Sześćdziesiąt lat po wydarzeniach przypominanych w tej książce trudno uwierzyć, że miały one miejsce. Trudno uwierzyć, że jeden z najwybitniejszych narodów europejskich upadł tak nisko, winny nie tylko rozpętania wojny i gehenny obcych, ale i samozagłady. Niemcy do końca i w olbrzymiej większości pozostali wierni swojemu Führerowi, gotowi byli ginąć za niego nawet wówczas, gdy sytuacja była wprost beznadziejna... Warto przypomnieć, że tysiące Niemców wraz z nim popełniło samobójstwo wyznając zasadę „mój honor, to wierność”.
Peter Raina przypomina biogram Adolfa Hitlera, genezę i program hitleryzmu, ale głównie przygląda się ostatnim tygodniom jego życia i działalności.

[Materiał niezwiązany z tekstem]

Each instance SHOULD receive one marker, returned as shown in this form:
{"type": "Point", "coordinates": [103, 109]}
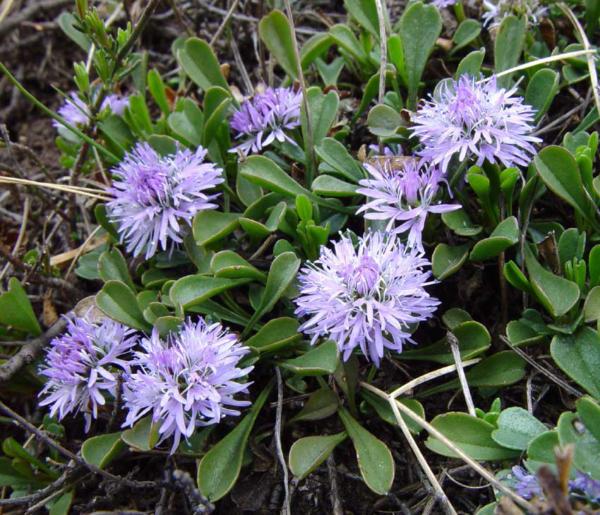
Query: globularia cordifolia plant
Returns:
{"type": "Point", "coordinates": [268, 255]}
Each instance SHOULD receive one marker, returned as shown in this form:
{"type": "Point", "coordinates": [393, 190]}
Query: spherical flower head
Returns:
{"type": "Point", "coordinates": [524, 484]}
{"type": "Point", "coordinates": [76, 112]}
{"type": "Point", "coordinates": [265, 118]}
{"type": "Point", "coordinates": [82, 366]}
{"type": "Point", "coordinates": [477, 120]}
{"type": "Point", "coordinates": [403, 191]}
{"type": "Point", "coordinates": [496, 10]}
{"type": "Point", "coordinates": [365, 296]}
{"type": "Point", "coordinates": [156, 197]}
{"type": "Point", "coordinates": [186, 380]}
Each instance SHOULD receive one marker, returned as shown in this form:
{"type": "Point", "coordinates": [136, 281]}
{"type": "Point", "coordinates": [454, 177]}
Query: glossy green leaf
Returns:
{"type": "Point", "coordinates": [374, 458]}
{"type": "Point", "coordinates": [578, 356]}
{"type": "Point", "coordinates": [143, 435]}
{"type": "Point", "coordinates": [195, 289]}
{"type": "Point", "coordinates": [220, 467]}
{"type": "Point", "coordinates": [16, 310]}
{"type": "Point", "coordinates": [308, 453]}
{"type": "Point", "coordinates": [275, 31]}
{"type": "Point", "coordinates": [447, 260]}
{"type": "Point", "coordinates": [471, 435]}
{"type": "Point", "coordinates": [200, 63]}
{"type": "Point", "coordinates": [231, 265]}
{"type": "Point", "coordinates": [503, 236]}
{"type": "Point", "coordinates": [517, 428]}
{"type": "Point", "coordinates": [559, 171]}
{"type": "Point", "coordinates": [541, 91]}
{"type": "Point", "coordinates": [419, 28]}
{"type": "Point", "coordinates": [211, 226]}
{"type": "Point", "coordinates": [276, 334]}
{"type": "Point", "coordinates": [101, 450]}
{"type": "Point", "coordinates": [112, 266]}
{"type": "Point", "coordinates": [556, 294]}
{"type": "Point", "coordinates": [118, 301]}
{"type": "Point", "coordinates": [321, 360]}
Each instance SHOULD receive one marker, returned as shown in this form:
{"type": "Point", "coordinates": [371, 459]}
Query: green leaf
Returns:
{"type": "Point", "coordinates": [419, 28]}
{"type": "Point", "coordinates": [501, 369]}
{"type": "Point", "coordinates": [447, 260]}
{"type": "Point", "coordinates": [517, 428]}
{"type": "Point", "coordinates": [275, 335]}
{"type": "Point", "coordinates": [384, 121]}
{"type": "Point", "coordinates": [143, 435]}
{"type": "Point", "coordinates": [467, 31]}
{"type": "Point", "coordinates": [274, 29]}
{"type": "Point", "coordinates": [578, 356]}
{"type": "Point", "coordinates": [195, 289]}
{"type": "Point", "coordinates": [328, 186]}
{"type": "Point", "coordinates": [338, 158]}
{"type": "Point", "coordinates": [591, 307]}
{"type": "Point", "coordinates": [587, 448]}
{"type": "Point", "coordinates": [281, 274]}
{"type": "Point", "coordinates": [508, 46]}
{"type": "Point", "coordinates": [504, 236]}
{"type": "Point", "coordinates": [344, 38]}
{"type": "Point", "coordinates": [374, 458]}
{"type": "Point", "coordinates": [67, 22]}
{"type": "Point", "coordinates": [16, 310]}
{"type": "Point", "coordinates": [231, 265]}
{"type": "Point", "coordinates": [101, 450]}
{"type": "Point", "coordinates": [118, 301]}
{"type": "Point", "coordinates": [541, 450]}
{"type": "Point", "coordinates": [308, 453]}
{"type": "Point", "coordinates": [200, 63]}
{"type": "Point", "coordinates": [211, 226]}
{"type": "Point", "coordinates": [541, 91]}
{"type": "Point", "coordinates": [321, 404]}
{"type": "Point", "coordinates": [460, 223]}
{"type": "Point", "coordinates": [471, 435]}
{"type": "Point", "coordinates": [559, 171]}
{"type": "Point", "coordinates": [220, 467]}
{"type": "Point", "coordinates": [321, 360]}
{"type": "Point", "coordinates": [589, 413]}
{"type": "Point", "coordinates": [473, 340]}
{"type": "Point", "coordinates": [112, 266]}
{"type": "Point", "coordinates": [556, 294]}
{"type": "Point", "coordinates": [323, 109]}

W tych ostatnich dniach bowiem najlepiej widać, jak głębokiej, wręcz chorobliwej - obejmującej i ciało, i ducha - deformacji może ulec człowiek opętany przez ideologię, wierny jej założeniom i konsekwentny w jej realizacji aż do samobójstwa włącznie.
Obserwujemy zatem Hitlera coraz bardziej niedołężnego, wpadającego w skrajne nastroje – od euforii, która neguje rzeczywistość rosyjskich czołgów na ulicach Berlina i każe przestawiać na nieaktualnych mapach sztabowych nieistniejące już armie, do apatii, która przesądza o zagładzie własnego narodu; Hitlera sztucznie niemalże podtrzymywanego przy życiu, ale do samego końca gotowego skazywać na śmierć, wysyłać na front dzieci i starców.
Widzimy wreszcie jego najbliższych i najwierniejszych współpracowników: Magdę Goebbels trującą własne dzieci, wiernego do końca Martina Bormanna, walczącego o schedę po wodzu Hermanna Göringa, szukającego ratunku u Anglików i Amerykanów Heinricha Himmlera, wydającego się wierzyć we własne kłamstwa Josepha Goebbelsa, Karla Dönitza wzruszonego powierzoną mu w testamencie Führera funkcją prezydenta Rzeszy, choć Rzesza była już trupem.